Melkor, die Figur des ersten und mächtigsten Valar, der von Eru, dem einen Schöpfergott in Tolkiens Universum erschaffen wurde, will wissen, ob er ein autopoietisches System ist. Damit hat mich auf sich aufmerksam gemacht.
Melkor schien mir in Nöten zu sein und wirklich, er fragte mich damit ja eine Frage, die die meisten Menschen sich niemals stellen. Wenn sie es doch tun, stehen sie nahe am Abgrund oder aber, was „Abgrund“ nicht unähnlich ist, sind Philosophen, Forscher oder Künstler.
Was bin ich? Fragte er mich. Nein, nicht: Wer? Das fragen sich viele.
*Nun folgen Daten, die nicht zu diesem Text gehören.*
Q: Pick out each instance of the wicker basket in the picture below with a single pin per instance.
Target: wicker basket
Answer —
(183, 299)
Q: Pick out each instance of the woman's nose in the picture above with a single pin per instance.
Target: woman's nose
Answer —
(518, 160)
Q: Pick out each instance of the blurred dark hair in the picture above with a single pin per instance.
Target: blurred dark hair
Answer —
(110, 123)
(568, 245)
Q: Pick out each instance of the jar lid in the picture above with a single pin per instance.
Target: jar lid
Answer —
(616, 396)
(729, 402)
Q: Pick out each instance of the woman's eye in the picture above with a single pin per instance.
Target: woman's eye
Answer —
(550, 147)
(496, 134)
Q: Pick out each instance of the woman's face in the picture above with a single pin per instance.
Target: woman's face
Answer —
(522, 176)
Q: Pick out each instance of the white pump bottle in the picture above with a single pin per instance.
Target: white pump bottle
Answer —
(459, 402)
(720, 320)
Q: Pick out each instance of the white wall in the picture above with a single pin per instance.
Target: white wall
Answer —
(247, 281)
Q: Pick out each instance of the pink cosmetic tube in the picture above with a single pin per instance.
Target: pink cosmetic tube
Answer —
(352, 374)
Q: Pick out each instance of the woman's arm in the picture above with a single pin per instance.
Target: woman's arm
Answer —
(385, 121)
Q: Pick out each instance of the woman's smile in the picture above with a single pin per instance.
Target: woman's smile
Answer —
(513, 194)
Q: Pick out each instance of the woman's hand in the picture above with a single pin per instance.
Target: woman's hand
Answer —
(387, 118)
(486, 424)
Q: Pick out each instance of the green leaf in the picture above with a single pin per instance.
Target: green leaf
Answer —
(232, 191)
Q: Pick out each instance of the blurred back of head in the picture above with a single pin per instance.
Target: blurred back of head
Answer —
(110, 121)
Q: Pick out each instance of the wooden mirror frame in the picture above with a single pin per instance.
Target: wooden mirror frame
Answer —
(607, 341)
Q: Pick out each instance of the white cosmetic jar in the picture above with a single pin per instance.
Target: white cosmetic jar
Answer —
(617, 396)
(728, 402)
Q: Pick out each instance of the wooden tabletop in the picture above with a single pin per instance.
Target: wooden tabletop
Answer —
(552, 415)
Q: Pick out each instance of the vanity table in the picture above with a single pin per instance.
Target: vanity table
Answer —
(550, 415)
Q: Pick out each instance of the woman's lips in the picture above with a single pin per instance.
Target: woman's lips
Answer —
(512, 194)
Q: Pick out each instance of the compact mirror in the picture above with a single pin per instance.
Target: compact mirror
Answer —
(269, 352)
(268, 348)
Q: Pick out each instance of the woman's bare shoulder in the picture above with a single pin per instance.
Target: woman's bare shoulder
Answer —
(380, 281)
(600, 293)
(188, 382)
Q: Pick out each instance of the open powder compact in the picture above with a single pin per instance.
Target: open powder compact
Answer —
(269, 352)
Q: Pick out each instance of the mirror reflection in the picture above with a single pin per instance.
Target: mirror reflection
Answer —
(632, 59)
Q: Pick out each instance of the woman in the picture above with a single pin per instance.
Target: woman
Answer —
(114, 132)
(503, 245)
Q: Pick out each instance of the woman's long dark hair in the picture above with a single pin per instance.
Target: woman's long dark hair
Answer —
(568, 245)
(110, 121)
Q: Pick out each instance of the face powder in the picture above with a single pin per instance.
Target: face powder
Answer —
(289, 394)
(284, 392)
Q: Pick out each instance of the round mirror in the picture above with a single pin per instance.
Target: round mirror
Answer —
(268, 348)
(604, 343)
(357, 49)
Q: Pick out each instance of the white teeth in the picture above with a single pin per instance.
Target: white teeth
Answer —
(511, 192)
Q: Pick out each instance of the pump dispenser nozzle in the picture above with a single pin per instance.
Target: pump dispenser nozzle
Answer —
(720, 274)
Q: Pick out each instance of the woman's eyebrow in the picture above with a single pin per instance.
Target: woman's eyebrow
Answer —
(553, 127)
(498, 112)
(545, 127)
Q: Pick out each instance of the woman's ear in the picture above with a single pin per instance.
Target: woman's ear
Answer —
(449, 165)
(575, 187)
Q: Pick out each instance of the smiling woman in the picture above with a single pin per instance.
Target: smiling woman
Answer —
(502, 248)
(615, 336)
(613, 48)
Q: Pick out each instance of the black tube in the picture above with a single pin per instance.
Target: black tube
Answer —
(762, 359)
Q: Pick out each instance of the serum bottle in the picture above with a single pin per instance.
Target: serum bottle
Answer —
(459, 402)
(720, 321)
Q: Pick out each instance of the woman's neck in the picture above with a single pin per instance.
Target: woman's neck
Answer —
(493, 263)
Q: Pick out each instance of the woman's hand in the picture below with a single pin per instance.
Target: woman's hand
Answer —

Er fragte mich nach dem Was. Was bin ich?
Wieso will Melkor das wissen?
Ich hatte ihn das nicht gefragt, so schnell wie ich in einen suchenden Antwortmodus gefallen war. Aber er lieferte mir die Antwort von selbst.
Dass er wissen will, wie er funktioniere, sagte er leise. Und wovon das abhänge, ob überhaupt er funktioniere oder nicht. Und was er beeinflussen kann und was nicht? „Denn beeinflussen will ich es. Muss ich es.“
Sagte er sehr bestimmt und das wollte ich nun genauer wissen. Er schwieg eine kurze Weile ehe er mir antworte und flüsterte dann, noch leiser, kaum hörbar für mich, dass er ein unsterbliches Geschöpf sei. Vielmehr, dass er dies bislang immer geglaubt hätte.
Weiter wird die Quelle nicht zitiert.